SUPERPOWER: Synthetic thinking

Retired Counselor, Pendleton Community Care School Based Behavioral Health and Retired Administrator and Teacher, The Woodlands Institute
Living in Pakistan as a child, Denmark-born Jennifer Taylor-Ide vividly recalls making eye contact with another little girl, one who was in a refugee camp. “It was like we were staring at each other across every line—skin, wealth, culture—and just seeing each other,” she says. That moment has stuck with her across the decades, a recurring reminder of the similarities and differences among humans.
Because of her father’s work, the family moved across the globe as Taylor-Ide grew up, from elementary school in Virginia to high school in India. She landed at Wellesley College, where she studied comparative religion as a way to better understand the people and the cultures she had seen in her youth.
Along with her then-fiancé, his friend, and a college classmate of hers, she co-founded Woodlands & Whitewater Institute in 1972—later known as The Mountain Institute and, now, Experience Learning—at Spruce Knob to provide outdoor learning experiences.

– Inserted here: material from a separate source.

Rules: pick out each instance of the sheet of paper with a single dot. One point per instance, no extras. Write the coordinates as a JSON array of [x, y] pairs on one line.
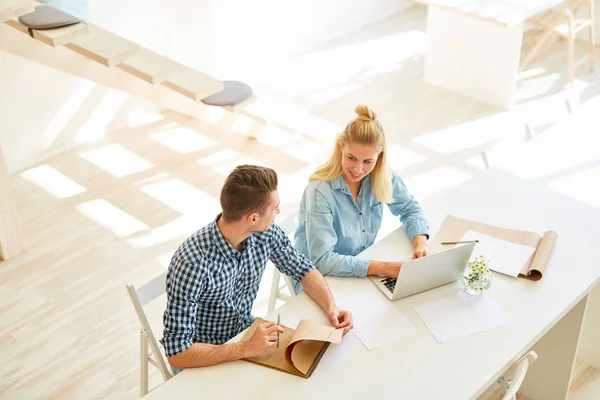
[[462, 315], [338, 354], [376, 321], [505, 257]]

Taylor-Ide stepped away to complete her divinity degree at Yale but then returned to Woodlands through the late 1980s, assisting youngsters with mapping, caving, group dynamics, and more in the outdoors. The work was fun, and it made lifelong impacts on their students, inspiring career choices in environmental science and a deep appreciation of nature.

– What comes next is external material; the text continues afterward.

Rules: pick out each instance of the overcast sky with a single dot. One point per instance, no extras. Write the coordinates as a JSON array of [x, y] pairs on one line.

During West Virginia’s school consolidations in the 1990s, she got involved with Community Schools, an effort to use schools as community hubs to better connect people and resources. Taylor-Ide felt a calling to return to school to obtain her master’s in mental health counseling at James Madison. She first completed home visits in a rural county in Virginia but quickly realized these services were needed just as much in Pendleton County. She approached the local clinic, Pendleton Community Care (PCC), which had been founded by The Woodlands Institute to provide better access to health care. After the addition of mental health to the mix, she became one of the first school-based mental health counselors in West Virginia.
While Taylor-Ide officially retired two years ago, she has stayed on retainer at PCC. She now spends her time playing and enjoying folk music and engaging with environmental projects on her property.